Weight Loss Support - Should I just butt out of my mom's business?

07-16-2006, 10:24 PM
I went to visit my mother today and was surprised and happy to see that she had lost about twenty pounds. But she's doing it by using appetite suppressants -- she's literally popping them before every meal. I'm worried about her health because the drop in weight has been very sudden (in about six weeks, I'd say, and she's 46). I am also worried because the pills are costing her about $100 a week and because I don't think she'll be able to maintain this sort of weight loss since she is eating very little. I had breakfast this morning with her and she just had one of those 40-cal pieces of dry toast. I made eggs and grilled asparagus and fruit salad and she wouldn't have any of it.

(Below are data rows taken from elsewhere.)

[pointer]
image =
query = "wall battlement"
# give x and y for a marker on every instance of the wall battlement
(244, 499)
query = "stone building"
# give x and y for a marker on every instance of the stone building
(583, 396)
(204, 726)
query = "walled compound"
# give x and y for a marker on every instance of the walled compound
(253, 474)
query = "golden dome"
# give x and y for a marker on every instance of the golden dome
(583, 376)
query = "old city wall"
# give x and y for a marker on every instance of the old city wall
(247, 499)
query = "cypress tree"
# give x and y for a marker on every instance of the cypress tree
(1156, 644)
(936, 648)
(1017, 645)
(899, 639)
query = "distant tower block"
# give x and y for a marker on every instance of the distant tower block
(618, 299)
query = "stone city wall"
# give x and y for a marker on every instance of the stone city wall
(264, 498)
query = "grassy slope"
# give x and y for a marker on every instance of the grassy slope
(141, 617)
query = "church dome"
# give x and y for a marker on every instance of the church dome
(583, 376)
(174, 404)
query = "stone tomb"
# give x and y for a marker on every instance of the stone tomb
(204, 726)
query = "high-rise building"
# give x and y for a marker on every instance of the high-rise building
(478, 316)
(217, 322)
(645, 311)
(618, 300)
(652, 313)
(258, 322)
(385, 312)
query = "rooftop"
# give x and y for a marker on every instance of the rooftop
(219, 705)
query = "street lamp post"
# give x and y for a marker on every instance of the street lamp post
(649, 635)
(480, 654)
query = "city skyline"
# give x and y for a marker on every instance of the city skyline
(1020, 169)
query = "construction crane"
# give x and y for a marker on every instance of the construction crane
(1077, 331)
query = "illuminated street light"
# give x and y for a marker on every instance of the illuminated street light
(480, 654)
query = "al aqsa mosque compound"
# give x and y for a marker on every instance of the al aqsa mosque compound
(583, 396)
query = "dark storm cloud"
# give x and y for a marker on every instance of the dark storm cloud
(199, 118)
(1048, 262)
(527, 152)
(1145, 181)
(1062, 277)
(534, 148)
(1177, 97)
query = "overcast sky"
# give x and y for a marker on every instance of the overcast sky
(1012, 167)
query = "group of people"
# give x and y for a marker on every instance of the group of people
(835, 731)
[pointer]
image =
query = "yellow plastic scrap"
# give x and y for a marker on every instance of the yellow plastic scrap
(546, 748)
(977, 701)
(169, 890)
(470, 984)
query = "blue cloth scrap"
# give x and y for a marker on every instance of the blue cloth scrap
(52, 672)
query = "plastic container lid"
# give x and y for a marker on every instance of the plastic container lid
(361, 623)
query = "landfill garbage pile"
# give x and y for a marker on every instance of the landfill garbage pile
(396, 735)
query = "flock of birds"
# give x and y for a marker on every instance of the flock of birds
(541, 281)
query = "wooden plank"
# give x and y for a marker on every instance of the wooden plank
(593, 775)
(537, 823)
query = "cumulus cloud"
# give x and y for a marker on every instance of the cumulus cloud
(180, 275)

Has anyone else dealt with a family member doing a crash diet plan that might endanger their health? Did you say anything? My father seems to be supporting her through it, but he doesn't eat well either. I just don't want her to hurt herself.

07-16-2006, 10:36 PM
If the meds are prescription, I'd say leave her be, although I don't know of any prescrip ones that you take before every meal... The effect of appetite suppressants wears off eventually, and when she stops taking them her appetite will come back. If they're ephedra-based, however, she should be careful as they've been known to cause serious problems. Just MHO. (And by the way, from where I sit, 46 seems quite young. :lol: )

07-16-2006, 10:38 PM
I don't think that there's anything wrong with mentioning that you're concerned for her. But if she's getting results from these pills then I think you're going to have a battle on your hands in trying to get her to stop. Probably the best you can hope for is to get her to talk to her doctor about this, and hope that she might listen to him or her.

07-16-2006, 10:39 PM
Ephedra is illegal in Canada, so I would imagine they aren't ephedra-based (incidentally, another ethical dilemma I have going on right now is one of my clients who wants me to find her a way to sell it in Canada ... LOL) but they aren't prescription either. She buys them from a weight loss centre. It's very possible they don't do anything, since the weight loss comes from the accompanying minimal diet, but I still worry.

07-16-2006, 10:40 PM
Is she under a doctor's supervision? Just curious because it doesn't matter as it relates to whether you should interfere. If it's working and she's supported by you dad, she's not going to stop because of unrealized potential health problems or the threat of regaining when she quits the drugs. We've all tried some crazy scheme to lose weight assured that "this time it's for good".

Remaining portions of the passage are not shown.